“Scaling frontier AI requires massive, reliable compute,” said OpenAI co-founder and CEO Sam Altman.
“Our partnership with AWS [Amazon Web Services] strengthens the broad compute ecosystem that will power this next era and bring advanced AI to everyone.”
The deal reflects the massive demand for computer power coming from the growing interest in AI – and OpenAI’s rush to secure the power it needs.
OpenAI, which brought AI into the consumer mainstream with the launch of ChatGPT in 2022, had been reliant on Microsoft for computing power for years. The two firms had an exclusive cloud agreement until January of this year, when their relationship loosened.
The AI start-up’s first agreement with Amazon’s AWS marks its latest shift away from Microsoft toward diversified sources of computing power.
“The deal with AWS shows that OpenAI considers that its path to leadership is paved with getting access to as much computing power as it can get its hands on,” said Kim Forrest, chief investment officer at Bokeh Capital Partners.
Microsoft “taking less of a control stake in the company has allowed relationships with near competitors to OpenAI’s funders possible,” she added.

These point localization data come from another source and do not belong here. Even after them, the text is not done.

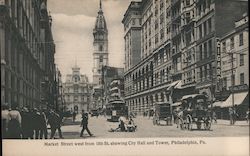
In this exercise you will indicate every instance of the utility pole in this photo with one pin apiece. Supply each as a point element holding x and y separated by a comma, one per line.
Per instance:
<point>232,76</point>
<point>232,73</point>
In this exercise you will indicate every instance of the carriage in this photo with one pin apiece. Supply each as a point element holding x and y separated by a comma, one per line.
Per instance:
<point>194,111</point>
<point>162,111</point>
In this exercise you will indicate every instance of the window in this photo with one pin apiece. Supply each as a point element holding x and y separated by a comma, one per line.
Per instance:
<point>233,80</point>
<point>205,27</point>
<point>200,51</point>
<point>241,42</point>
<point>200,31</point>
<point>224,47</point>
<point>232,43</point>
<point>205,50</point>
<point>75,98</point>
<point>209,48</point>
<point>242,78</point>
<point>101,58</point>
<point>76,89</point>
<point>209,25</point>
<point>225,82</point>
<point>100,48</point>
<point>241,59</point>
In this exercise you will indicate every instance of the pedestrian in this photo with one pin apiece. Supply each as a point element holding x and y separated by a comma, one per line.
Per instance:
<point>14,125</point>
<point>55,124</point>
<point>25,124</point>
<point>43,126</point>
<point>74,116</point>
<point>235,114</point>
<point>131,127</point>
<point>36,122</point>
<point>231,113</point>
<point>5,120</point>
<point>31,121</point>
<point>247,115</point>
<point>84,124</point>
<point>214,117</point>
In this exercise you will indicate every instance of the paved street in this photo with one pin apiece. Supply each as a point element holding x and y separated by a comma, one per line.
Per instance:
<point>99,127</point>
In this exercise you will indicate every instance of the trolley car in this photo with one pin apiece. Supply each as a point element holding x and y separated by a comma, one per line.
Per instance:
<point>195,112</point>
<point>162,111</point>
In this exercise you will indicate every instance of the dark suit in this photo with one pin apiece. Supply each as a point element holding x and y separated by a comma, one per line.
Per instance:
<point>85,124</point>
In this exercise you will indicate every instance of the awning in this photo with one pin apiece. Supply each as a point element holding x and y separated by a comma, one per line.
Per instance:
<point>218,103</point>
<point>189,96</point>
<point>238,99</point>
<point>176,104</point>
<point>114,88</point>
<point>178,85</point>
<point>173,84</point>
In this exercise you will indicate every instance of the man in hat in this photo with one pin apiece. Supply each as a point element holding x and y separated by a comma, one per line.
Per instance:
<point>14,125</point>
<point>25,124</point>
<point>5,120</point>
<point>84,124</point>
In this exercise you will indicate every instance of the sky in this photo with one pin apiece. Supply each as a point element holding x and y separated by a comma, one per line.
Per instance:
<point>72,27</point>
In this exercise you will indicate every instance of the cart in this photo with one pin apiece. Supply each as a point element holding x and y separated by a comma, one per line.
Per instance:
<point>195,112</point>
<point>162,111</point>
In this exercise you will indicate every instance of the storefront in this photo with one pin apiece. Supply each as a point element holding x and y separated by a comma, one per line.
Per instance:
<point>239,97</point>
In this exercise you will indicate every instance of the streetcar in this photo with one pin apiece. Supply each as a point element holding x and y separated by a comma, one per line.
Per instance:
<point>162,112</point>
<point>115,109</point>
<point>194,111</point>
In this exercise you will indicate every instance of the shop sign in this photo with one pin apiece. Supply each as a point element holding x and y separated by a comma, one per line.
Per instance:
<point>239,88</point>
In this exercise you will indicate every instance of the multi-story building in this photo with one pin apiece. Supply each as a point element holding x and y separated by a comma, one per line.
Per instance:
<point>27,54</point>
<point>116,89</point>
<point>178,49</point>
<point>76,91</point>
<point>100,55</point>
<point>234,48</point>
<point>150,80</point>
<point>109,74</point>
<point>213,20</point>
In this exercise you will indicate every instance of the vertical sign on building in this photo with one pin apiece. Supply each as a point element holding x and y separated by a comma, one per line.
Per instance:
<point>1,2</point>
<point>218,64</point>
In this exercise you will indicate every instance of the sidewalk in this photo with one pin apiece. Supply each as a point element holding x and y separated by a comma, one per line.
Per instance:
<point>227,122</point>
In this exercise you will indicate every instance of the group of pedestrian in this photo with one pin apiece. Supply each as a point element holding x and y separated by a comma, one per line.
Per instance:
<point>84,124</point>
<point>125,125</point>
<point>233,115</point>
<point>27,123</point>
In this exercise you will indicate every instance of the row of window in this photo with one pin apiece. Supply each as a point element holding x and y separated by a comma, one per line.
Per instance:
<point>232,42</point>
<point>226,81</point>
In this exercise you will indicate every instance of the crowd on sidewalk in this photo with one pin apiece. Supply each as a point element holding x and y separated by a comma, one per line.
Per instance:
<point>30,123</point>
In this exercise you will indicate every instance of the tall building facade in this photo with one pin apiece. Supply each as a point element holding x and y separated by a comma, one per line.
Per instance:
<point>27,54</point>
<point>100,44</point>
<point>178,48</point>
<point>76,91</point>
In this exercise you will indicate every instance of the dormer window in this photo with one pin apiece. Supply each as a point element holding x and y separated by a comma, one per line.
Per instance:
<point>76,79</point>
<point>100,48</point>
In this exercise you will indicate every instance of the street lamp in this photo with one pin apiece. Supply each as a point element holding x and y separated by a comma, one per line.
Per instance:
<point>231,53</point>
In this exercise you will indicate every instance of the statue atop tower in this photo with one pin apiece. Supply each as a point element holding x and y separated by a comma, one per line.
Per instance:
<point>100,55</point>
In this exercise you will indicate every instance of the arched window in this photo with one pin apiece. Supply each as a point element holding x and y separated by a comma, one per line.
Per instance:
<point>100,48</point>
<point>101,58</point>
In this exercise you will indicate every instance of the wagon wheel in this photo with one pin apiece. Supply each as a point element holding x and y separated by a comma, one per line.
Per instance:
<point>189,122</point>
<point>181,123</point>
<point>154,120</point>
<point>198,123</point>
<point>158,121</point>
<point>207,123</point>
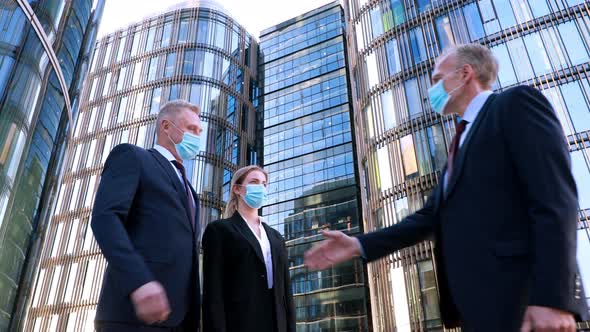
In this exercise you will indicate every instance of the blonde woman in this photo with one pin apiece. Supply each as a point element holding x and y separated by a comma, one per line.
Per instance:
<point>246,283</point>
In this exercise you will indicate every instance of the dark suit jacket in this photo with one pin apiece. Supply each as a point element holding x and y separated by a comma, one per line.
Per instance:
<point>234,280</point>
<point>141,221</point>
<point>505,228</point>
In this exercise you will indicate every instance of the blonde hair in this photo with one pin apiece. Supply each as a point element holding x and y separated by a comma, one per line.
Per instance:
<point>479,57</point>
<point>172,108</point>
<point>239,177</point>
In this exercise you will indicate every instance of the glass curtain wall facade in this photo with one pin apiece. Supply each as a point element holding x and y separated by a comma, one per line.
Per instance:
<point>43,60</point>
<point>308,145</point>
<point>192,52</point>
<point>402,144</point>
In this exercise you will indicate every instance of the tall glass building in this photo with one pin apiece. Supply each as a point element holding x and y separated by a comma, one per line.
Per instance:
<point>193,51</point>
<point>402,144</point>
<point>43,60</point>
<point>305,121</point>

But OpenAI has been unprofitable, as spends big to get ahead in the development of AI technology. Quarterly results from Microsoft last week indicated that OpenAI lost $12bn in just the last quarter.
Following the announcement of the deal on Monday, Amazon shares hit an all-time high, adding $140bn (£106bn) to its valuation.
AWS is “uniquely positioned to support OpenAI’s vast AI workloads,” Matt Garman, CEO of AWS, said in a statement.